При таком подходе к теме Шекспира умаляется живой интерес, который сохраняет его трагедия для потомства. К тому же при этом отвлекаются и от характерного для эпохи Возрождения интереса к человеческой личности как высшей ценности и основного предмета искусства. Иначе говоря, этот мнимый, модернизирующий историзм игнорирует историческое своеобразие гуманистического реализма Возрождения.

Вообразим, однако, что у Лира не три дочери, а только две: Гонерилья и Корделия. Ответ Корделии не удовлетворил короля, и он отдает все королевство Гонерилье. Изменилось бы что-нибудь в судьбе Лира? Он подвергся бы тем же унижениям, так же скитался бы в степи, горечь обиды была бы еще острей, неблагодарность дочери еще более чудовищной. Глостер, – параллельный Лиру образ, у которого только два сына, – разделяет его судьбу. Трагедия, таким образом, сохранила бы свою остроту, несколько изменившись в деталях (не было бы заигрывания Эдмунда с двумя сестрами и т. п.), хотя единство государства не было бы нарушено.

Теперь вообразим другой вариант. У короля Лира, как показано в трагедии, три дочери, но после ответа Корделии Лир оставляет себе предназначенную ей треть государства. В этом случае король не мог бы оказаться нищим, безумие и сцены в степи немыслимы, и трагедии нет, хотя «кусков государства» не два, а целых три. И если бы у Лира было, как у Даная, пятьдесят дочерей, оставь он себе хоть одну пятидесятую часть государства, – ситуация этой трагедии уже невозможна, хотя «дробить государство» на пятьдесят «кусков», что и говорить, нехорошо.

Нетрудно заметить, что трагедия «Отелло» сохраняется и без героя-мавра, что роль расового момента в интриге отнюдь не решающая, так как перед нами трагедия человека Возрождения, а не мавра в европейском обществе (которое, к слову сказать, в лице венецианского сената умеет ценить его заслуги).

Шекспир-трагик еще не исходит в своей поэтической теме из безличного государства, общественного долга и тому подобных начал, стоящих над героем и введенных в поэзию классицизмом как художественное завоевание Нового времени.

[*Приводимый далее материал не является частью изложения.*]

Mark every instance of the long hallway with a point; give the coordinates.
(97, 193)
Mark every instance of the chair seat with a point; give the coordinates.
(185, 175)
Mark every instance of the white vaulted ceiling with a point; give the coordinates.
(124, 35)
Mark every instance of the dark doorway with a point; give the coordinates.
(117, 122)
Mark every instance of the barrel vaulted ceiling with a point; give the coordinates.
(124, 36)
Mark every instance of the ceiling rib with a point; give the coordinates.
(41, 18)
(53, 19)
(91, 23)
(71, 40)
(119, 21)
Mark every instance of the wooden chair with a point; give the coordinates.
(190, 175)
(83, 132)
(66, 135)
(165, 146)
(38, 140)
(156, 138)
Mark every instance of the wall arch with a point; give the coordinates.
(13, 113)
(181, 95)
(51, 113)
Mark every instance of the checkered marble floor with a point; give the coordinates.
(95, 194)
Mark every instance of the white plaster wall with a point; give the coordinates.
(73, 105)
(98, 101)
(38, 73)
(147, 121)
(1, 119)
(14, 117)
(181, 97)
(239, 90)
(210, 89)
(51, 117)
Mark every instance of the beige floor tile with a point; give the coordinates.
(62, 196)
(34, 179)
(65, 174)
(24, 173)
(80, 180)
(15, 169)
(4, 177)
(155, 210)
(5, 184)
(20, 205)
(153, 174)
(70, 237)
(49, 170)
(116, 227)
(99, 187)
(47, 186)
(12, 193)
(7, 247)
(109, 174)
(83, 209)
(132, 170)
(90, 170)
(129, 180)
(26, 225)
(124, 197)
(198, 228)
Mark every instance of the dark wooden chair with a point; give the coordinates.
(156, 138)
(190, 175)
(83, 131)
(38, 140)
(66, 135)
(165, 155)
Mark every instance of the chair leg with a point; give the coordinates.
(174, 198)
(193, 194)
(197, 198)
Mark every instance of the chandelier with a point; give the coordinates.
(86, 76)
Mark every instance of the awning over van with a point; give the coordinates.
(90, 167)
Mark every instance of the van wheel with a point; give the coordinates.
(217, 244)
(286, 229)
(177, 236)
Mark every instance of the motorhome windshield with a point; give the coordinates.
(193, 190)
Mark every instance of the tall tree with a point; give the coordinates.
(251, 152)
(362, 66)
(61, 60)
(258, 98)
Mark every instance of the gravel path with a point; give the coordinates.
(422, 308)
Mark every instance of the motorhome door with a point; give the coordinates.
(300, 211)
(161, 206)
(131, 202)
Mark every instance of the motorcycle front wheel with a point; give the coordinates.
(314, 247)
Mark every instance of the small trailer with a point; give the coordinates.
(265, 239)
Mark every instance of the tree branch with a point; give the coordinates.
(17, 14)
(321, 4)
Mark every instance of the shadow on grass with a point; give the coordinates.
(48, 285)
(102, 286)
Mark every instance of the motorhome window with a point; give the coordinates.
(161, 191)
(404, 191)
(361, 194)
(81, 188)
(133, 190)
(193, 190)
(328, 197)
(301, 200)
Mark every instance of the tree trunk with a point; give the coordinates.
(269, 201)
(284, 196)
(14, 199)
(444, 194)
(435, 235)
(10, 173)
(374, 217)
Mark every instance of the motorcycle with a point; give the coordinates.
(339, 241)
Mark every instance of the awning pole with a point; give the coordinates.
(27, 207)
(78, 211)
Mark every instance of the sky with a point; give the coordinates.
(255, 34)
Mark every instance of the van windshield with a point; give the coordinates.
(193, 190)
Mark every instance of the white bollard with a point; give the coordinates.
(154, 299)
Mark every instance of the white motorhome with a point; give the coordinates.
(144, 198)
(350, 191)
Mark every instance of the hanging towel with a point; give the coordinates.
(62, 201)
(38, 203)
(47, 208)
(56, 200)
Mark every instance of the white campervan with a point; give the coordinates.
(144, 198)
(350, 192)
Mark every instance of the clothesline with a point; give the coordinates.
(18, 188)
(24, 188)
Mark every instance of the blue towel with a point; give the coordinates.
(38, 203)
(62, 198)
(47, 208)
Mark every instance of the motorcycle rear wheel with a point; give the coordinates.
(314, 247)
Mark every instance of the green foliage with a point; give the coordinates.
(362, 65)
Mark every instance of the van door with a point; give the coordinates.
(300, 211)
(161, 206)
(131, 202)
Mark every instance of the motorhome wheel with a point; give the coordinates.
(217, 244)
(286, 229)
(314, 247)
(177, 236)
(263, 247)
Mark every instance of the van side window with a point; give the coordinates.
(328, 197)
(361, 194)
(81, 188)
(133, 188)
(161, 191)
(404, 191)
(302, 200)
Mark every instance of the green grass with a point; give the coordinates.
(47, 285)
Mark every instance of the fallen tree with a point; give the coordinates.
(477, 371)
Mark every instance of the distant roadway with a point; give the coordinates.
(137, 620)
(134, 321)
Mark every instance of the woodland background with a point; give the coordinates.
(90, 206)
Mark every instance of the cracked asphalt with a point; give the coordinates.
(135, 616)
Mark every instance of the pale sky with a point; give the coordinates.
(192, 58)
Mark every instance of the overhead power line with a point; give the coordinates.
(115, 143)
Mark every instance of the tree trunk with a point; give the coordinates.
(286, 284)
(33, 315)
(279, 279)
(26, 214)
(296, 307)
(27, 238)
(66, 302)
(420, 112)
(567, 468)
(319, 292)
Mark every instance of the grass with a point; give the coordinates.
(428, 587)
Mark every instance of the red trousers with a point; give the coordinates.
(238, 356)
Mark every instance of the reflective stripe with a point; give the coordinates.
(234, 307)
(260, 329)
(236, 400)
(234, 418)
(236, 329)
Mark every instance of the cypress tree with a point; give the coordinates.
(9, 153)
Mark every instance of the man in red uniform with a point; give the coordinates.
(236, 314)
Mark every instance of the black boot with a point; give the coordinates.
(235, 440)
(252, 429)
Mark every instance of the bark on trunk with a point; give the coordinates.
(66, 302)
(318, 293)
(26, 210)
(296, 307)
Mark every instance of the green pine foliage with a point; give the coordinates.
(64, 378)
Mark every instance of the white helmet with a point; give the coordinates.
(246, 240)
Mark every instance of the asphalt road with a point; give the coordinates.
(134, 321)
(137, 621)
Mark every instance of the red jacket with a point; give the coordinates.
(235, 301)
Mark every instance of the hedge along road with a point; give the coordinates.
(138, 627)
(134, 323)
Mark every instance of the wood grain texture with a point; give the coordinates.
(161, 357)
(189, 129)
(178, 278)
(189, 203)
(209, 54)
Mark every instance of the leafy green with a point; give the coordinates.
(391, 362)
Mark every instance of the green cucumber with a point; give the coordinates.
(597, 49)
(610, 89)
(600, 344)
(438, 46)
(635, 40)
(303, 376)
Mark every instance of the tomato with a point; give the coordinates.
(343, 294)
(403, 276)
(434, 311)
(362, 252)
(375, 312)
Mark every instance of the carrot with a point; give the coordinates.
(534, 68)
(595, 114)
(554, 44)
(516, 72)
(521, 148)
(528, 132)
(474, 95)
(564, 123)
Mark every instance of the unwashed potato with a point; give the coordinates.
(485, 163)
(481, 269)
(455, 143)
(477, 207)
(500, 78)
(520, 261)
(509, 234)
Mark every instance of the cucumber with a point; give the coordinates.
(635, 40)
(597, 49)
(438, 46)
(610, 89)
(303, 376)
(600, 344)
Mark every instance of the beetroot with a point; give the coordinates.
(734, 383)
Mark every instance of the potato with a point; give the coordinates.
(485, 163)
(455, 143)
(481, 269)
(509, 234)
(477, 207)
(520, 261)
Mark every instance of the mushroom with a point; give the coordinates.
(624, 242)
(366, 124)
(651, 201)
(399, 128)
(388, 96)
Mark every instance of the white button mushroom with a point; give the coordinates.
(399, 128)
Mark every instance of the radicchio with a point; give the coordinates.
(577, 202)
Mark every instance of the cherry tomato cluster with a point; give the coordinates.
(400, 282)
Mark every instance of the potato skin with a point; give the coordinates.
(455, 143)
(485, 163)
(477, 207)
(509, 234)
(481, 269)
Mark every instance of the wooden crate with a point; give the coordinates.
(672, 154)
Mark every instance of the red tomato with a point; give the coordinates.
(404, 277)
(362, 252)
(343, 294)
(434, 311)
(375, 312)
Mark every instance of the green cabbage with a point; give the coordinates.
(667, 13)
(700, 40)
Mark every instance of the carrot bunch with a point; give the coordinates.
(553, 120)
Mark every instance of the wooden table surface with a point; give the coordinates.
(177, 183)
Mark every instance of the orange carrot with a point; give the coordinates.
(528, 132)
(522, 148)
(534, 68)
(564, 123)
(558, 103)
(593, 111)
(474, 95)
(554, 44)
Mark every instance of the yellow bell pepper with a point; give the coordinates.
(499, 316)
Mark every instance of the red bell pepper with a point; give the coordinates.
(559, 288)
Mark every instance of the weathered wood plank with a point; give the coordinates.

Он только подводит мысль читателя к этим началам, как определяющим условиям человеческой жизни. Тема Шекспира еще не выступает непосредственно как социально-историческая тема, характерная для новейшей драмы, хотя проблематика его трагедии с замечательным реализмом отражает социальную жизнь его эпохи. Именно в том, как Шекспир обосновывает трагедию человеческих чувств, мы видим его глубокий интерес к материальным коллизиям, к социальным проблемам века. Ведь сама идея свободного, ничем не скованного, сильного и прекрасного человека возникла из того социального переворота, из тех великих исторических изменений, которые поставили умы Возрождения перед необходимостью оценить происходящий социальный процесс, разобраться в том, что он сулит для расцвета человеческой личности.

Тема Шекспира, как и мышление всего гуманизма, носит «антропологический» характер. Шекспир исходит в своих трагедиях из возможностей свободного человека, идеализированного в духе Ренессанса до уровня героя. Трагедия Шекспира основана на гибели этого героя в связи с торжеством устоев нового буржуазного и абсолютистского общества.

Анализ развития магистральной темы творчества зрелого Шекспира (и темы всего позднего Возрождения) удобнее всего начать с «Отелло».

В первых двух действиях трагедии Отелло воплощает то представление о человеке, к которому пришел высокий Ренессанс. Это – гуманистическая вера в человека как творца своей судьбы, вера в «пантагрюэльски» гармоническое проявление естественных, свободных страстей.